On January 29, Pimentel, a professor of ecology at Cornell University who has been researching the corn ethanol issue for more than two decades, published another report on the costs of producing motor fuel from grain. His article, which has seven co-authors, appeared in the journal Human Ecology. In the article, “Food Versus Biofuels: Environmental and Economic Costs,” Pimentel and his fellow researchers found that “using food and feed crops for ethanol production has brought increases in the prices of US beef, chicken, pork, eggs, breads, cereals, and milk of 10 percent to 20 percent.” It concludes “Using food crops to produce ethanol raises major nutritional and ethical concerns. Nearly 60 percent of humans in the world are currently malnourished, so the need for grains and other basic foods is critical….Growing crops for biofuel not only ignores the need to reduce natural resource consumption, but exacerbates the problem of malnourishment worldwide by turning food grain into biofuel.”
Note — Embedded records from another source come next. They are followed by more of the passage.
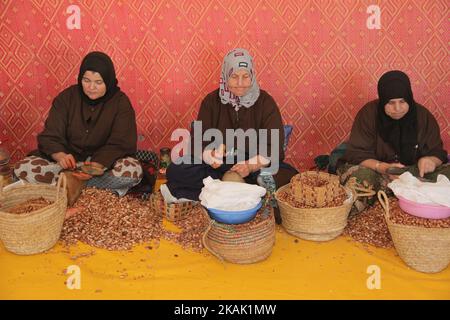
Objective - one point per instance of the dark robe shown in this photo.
(186, 180)
(365, 141)
(105, 131)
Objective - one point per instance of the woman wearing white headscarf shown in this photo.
(238, 103)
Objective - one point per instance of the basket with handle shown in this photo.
(242, 243)
(423, 249)
(318, 224)
(36, 231)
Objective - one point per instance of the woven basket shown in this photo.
(171, 211)
(36, 231)
(423, 249)
(241, 243)
(318, 224)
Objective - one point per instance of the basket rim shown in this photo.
(389, 221)
(352, 197)
(34, 212)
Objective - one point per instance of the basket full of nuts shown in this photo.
(245, 243)
(423, 244)
(31, 216)
(320, 212)
(171, 211)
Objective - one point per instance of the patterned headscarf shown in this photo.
(98, 62)
(238, 59)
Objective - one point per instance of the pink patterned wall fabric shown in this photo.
(320, 60)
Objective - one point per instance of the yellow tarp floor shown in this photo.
(297, 269)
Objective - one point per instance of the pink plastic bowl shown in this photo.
(424, 210)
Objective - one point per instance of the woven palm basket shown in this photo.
(423, 249)
(245, 243)
(36, 231)
(317, 224)
(171, 211)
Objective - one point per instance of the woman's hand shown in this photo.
(385, 166)
(242, 168)
(214, 157)
(251, 165)
(66, 161)
(94, 164)
(427, 165)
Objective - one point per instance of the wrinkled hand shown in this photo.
(243, 168)
(66, 161)
(426, 165)
(94, 164)
(214, 157)
(385, 166)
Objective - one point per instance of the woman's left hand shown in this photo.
(242, 168)
(94, 164)
(426, 165)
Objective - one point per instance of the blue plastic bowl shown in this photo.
(234, 217)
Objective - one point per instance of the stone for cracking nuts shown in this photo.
(232, 177)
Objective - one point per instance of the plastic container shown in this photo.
(234, 217)
(423, 210)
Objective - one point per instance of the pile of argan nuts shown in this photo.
(398, 216)
(118, 223)
(287, 196)
(370, 227)
(193, 226)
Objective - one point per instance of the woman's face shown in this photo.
(396, 108)
(239, 82)
(93, 85)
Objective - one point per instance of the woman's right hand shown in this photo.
(214, 157)
(66, 161)
(383, 167)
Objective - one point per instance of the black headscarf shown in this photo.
(98, 62)
(400, 134)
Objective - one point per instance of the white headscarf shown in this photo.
(238, 59)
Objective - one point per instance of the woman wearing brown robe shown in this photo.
(239, 103)
(91, 121)
(392, 133)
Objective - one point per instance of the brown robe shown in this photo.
(106, 132)
(365, 143)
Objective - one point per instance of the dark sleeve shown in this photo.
(431, 142)
(272, 120)
(53, 138)
(363, 138)
(122, 141)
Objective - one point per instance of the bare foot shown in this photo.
(72, 211)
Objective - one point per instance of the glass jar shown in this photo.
(164, 158)
(5, 169)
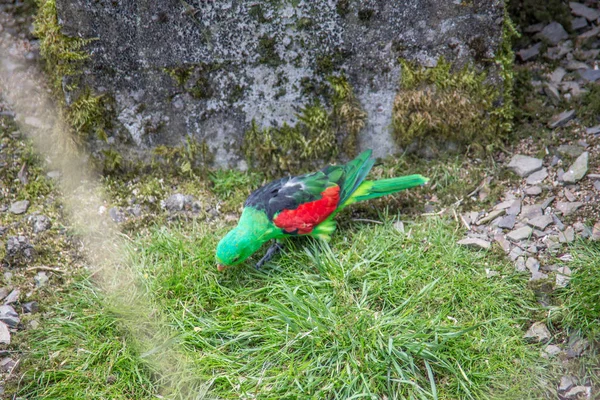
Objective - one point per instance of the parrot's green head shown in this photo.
(244, 240)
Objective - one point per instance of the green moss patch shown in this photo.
(320, 135)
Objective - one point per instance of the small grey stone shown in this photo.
(563, 276)
(570, 150)
(520, 234)
(547, 202)
(575, 65)
(501, 240)
(515, 208)
(569, 195)
(539, 332)
(41, 223)
(9, 316)
(589, 75)
(507, 222)
(515, 253)
(552, 93)
(568, 208)
(520, 264)
(41, 279)
(540, 222)
(491, 216)
(13, 296)
(399, 226)
(552, 350)
(558, 222)
(575, 392)
(594, 130)
(532, 264)
(533, 191)
(19, 207)
(524, 165)
(567, 236)
(53, 174)
(530, 52)
(4, 333)
(581, 10)
(579, 23)
(531, 211)
(561, 119)
(553, 33)
(557, 75)
(566, 382)
(578, 170)
(475, 243)
(537, 177)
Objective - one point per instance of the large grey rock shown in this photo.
(581, 10)
(578, 169)
(524, 165)
(206, 69)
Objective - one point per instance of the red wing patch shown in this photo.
(303, 219)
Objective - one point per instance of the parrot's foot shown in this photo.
(274, 249)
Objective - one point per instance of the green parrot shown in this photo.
(304, 205)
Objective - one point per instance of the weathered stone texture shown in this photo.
(206, 69)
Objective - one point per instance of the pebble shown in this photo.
(530, 52)
(537, 177)
(563, 276)
(538, 331)
(475, 243)
(570, 150)
(579, 23)
(19, 207)
(507, 222)
(581, 10)
(568, 208)
(524, 165)
(553, 33)
(540, 222)
(4, 333)
(589, 75)
(491, 216)
(501, 240)
(533, 191)
(561, 119)
(41, 279)
(566, 383)
(551, 350)
(567, 236)
(9, 316)
(13, 296)
(578, 169)
(520, 234)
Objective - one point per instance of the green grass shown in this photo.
(376, 314)
(581, 299)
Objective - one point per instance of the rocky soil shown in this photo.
(551, 202)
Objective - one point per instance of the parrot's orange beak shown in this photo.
(221, 267)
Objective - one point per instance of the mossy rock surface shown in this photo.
(215, 73)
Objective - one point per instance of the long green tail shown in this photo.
(373, 189)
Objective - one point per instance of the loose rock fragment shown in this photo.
(578, 170)
(540, 222)
(475, 243)
(561, 119)
(520, 234)
(563, 276)
(524, 165)
(19, 207)
(538, 332)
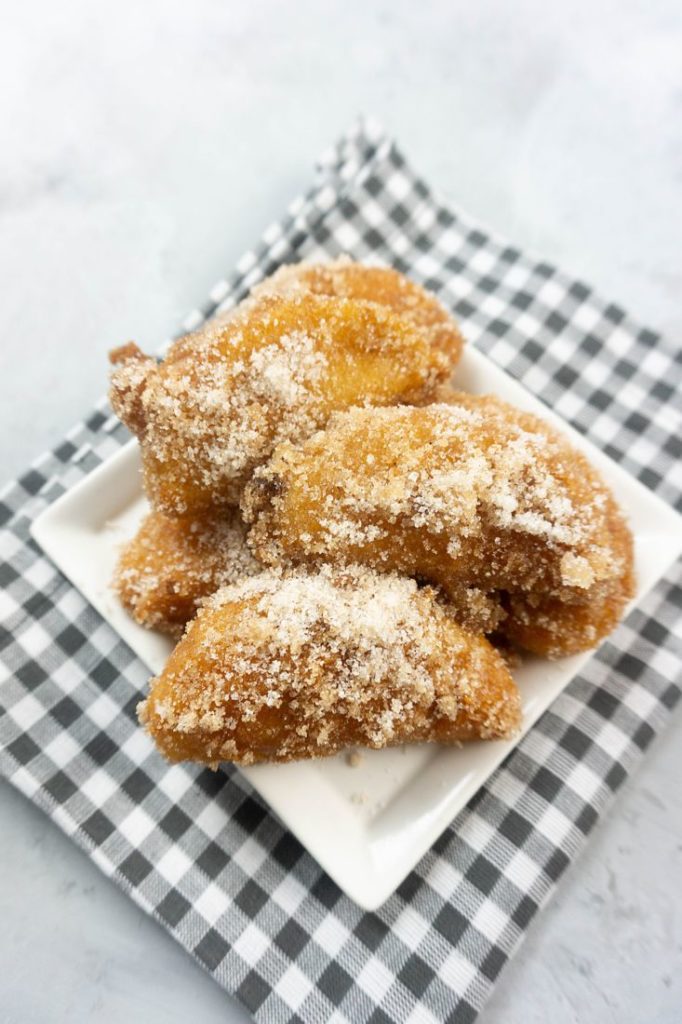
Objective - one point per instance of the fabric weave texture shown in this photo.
(198, 849)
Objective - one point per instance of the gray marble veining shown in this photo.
(144, 146)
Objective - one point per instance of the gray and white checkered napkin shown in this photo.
(198, 849)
Pimentel’s report provides yet more ammunition for ethanol critics. And while that report is important, Tom Elam, an Indiana-based agricultural economist and a long-time critic of the ethanol industry, reminded me that data is easily obtainable that shows the level of distress in the industry. Ethanol Producer Magazine tracks the number of ethanol plants that have quit producing fuel. Its latest numbers show that 32 ethanol distilleries are now idled. (For those of you scoring at home, see: www.ethanolproducer.com/plant-list.jsp?country=USA&view=idle)
The capacity of the idled plants is 2 billion gallons per year. According to the Renewable Fuels Association, the US now has 12.3 billion gallons of ethanol production capacity. Thus, about 16.1 percent of all the ethanol capacity in the US has been idled due to high corn costs – which are, in part, a result of the ethanol industry’s own demand for grain – and relatively low gasoline prices.
During a brief telephone interview on Thursday, Pimentel told me that he continues to be amazed that Congress still supports the idea of corn ethanol. He is equally dismissive of the concept of cellulosic ethanol, a substance which, in theory, can profitably produce motor fuel from switchgrass, corn stubble, or other biomass. Although promoters have been pushing cellulosic ethanol for decades – and it is now being pushed hard by the Democrats on Capitol Hill -- Pimentel’s latest report estimates that the energy return on energy invested in cellulosic ethanol is minus 68 percent. (Pimentel puts the EROEI on corn ethanol at a negative 46 percent. Some of the most-widely cited reports on corn ethanol, particularly those done by the US Department of Agriculture show that corn ethanol has a slightly positive EROEI.) “It’s absolutely ridiculous,” says Pimentel. Congress and others who are promoting the idea “haven’t even done the most basic calculations about what it would mean to make cellulosic ethanol.”
When it comes to making fuel from biomass, he told me, “I wish that it did work. But I’m a scientist first and an agriculturalist second.”